A incompatibilidade entre o PS - ou pelo menos a sua parte representada no atual governo de Sócrates -, e o Bloco e o PC, tem pouco a ver com personalidades e tudo com visões totalmente opostas da evolução social. Bloco e PC assumem-se como movimentos de resistência contra qualquer mudança, enquanto o PS protagoniza a modernização social, cultural, científica, tecnológica e económica. É aliás o único partido que em Portugal o faz com convicção e determinação. E por isso, apesar de tanta campanha suja e tanto ódio destilado, se mantém com uma forte expressão eleitoral.

Assim, da aventura desastrada de Manuel Alegre devem tirar-se algumas lições importantes para o futuro próximo.

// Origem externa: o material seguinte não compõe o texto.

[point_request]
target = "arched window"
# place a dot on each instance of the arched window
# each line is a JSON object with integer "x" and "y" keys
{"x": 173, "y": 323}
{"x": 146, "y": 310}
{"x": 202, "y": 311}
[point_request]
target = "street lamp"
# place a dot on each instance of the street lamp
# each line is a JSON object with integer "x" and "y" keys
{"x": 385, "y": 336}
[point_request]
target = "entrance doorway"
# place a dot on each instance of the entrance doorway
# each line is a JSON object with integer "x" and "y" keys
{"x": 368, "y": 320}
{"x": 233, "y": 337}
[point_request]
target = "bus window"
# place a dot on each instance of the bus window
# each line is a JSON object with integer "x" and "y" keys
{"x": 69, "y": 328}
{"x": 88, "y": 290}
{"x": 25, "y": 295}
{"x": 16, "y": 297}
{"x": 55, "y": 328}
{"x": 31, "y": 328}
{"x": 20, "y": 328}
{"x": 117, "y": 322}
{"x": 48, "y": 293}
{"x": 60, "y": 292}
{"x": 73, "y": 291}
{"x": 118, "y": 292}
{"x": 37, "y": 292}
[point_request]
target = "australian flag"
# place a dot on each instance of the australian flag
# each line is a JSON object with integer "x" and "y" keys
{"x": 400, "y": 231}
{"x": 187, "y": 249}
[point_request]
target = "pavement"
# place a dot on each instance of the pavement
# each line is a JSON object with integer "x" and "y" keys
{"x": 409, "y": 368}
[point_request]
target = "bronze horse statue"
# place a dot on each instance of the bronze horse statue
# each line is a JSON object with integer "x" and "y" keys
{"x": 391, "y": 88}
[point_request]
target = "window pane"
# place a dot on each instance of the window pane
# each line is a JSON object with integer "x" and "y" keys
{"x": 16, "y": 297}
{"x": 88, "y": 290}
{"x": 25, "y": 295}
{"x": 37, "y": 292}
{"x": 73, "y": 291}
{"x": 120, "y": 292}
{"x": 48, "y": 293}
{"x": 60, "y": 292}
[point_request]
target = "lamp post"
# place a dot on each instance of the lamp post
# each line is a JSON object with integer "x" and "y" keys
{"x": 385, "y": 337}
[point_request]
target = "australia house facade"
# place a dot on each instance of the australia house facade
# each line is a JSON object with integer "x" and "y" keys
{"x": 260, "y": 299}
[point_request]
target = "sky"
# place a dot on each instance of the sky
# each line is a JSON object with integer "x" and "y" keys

As ilusões de alianças partidárias à esquerda devem ser frontalmente desfeitas. PC e Bloco são partidos conservadores que devem ser tão combatidos como as forças conservadoras da direita. O PS deve fazer o seu caminho e assumir-se, se possível ainda mais e sem quaisquer hesitações, como partido da modernização do país.

Há contudo uma aliança possível à esquerda que não deve ser minimizada. A evolução social tem ampliado o campo daqueles que não estando filiados em qualquer partido são ativos na sua cidadania e nos contributos diversos que dão para o avanço do país. São os chamados independentes, ainda que o nome seja ambíguo e por vezes inapropriado já que há muita maneira de se fazer política que não só a partidária. Sobretudo nos domínios do empreendedorismo, das novas tecnologias, da investigação científica, da criatividade e da inovação existe um mar de gente empenhada em fazer Portugal evoluir. São, na sua maioria, pessoas que não apreciam os rituais de submissão partidária, nem têm tempo para retóricas sem sentido nem propósito. Mas estão disponíveis para a cooperação em projetos concretos e mobilizadores. Por isso, mais do que debater geometrias ideológicas, o PS tem que mostrar um empenho declarado em continuar a via da modernização, única aliás que nos pode fazer ultrapassar as crises conjunturais.

O mundo, tal como está, não precisa de uma esquerda resignada na resistência. Precisa sim de uma esquerda, plural, liberal e progressista, que ajude decisivamente a construir um futuro melhor. Gente não falta se houver determinação.


Este artigo de opinião foi escrito em conformidade com o novo Acordo Ortográfico.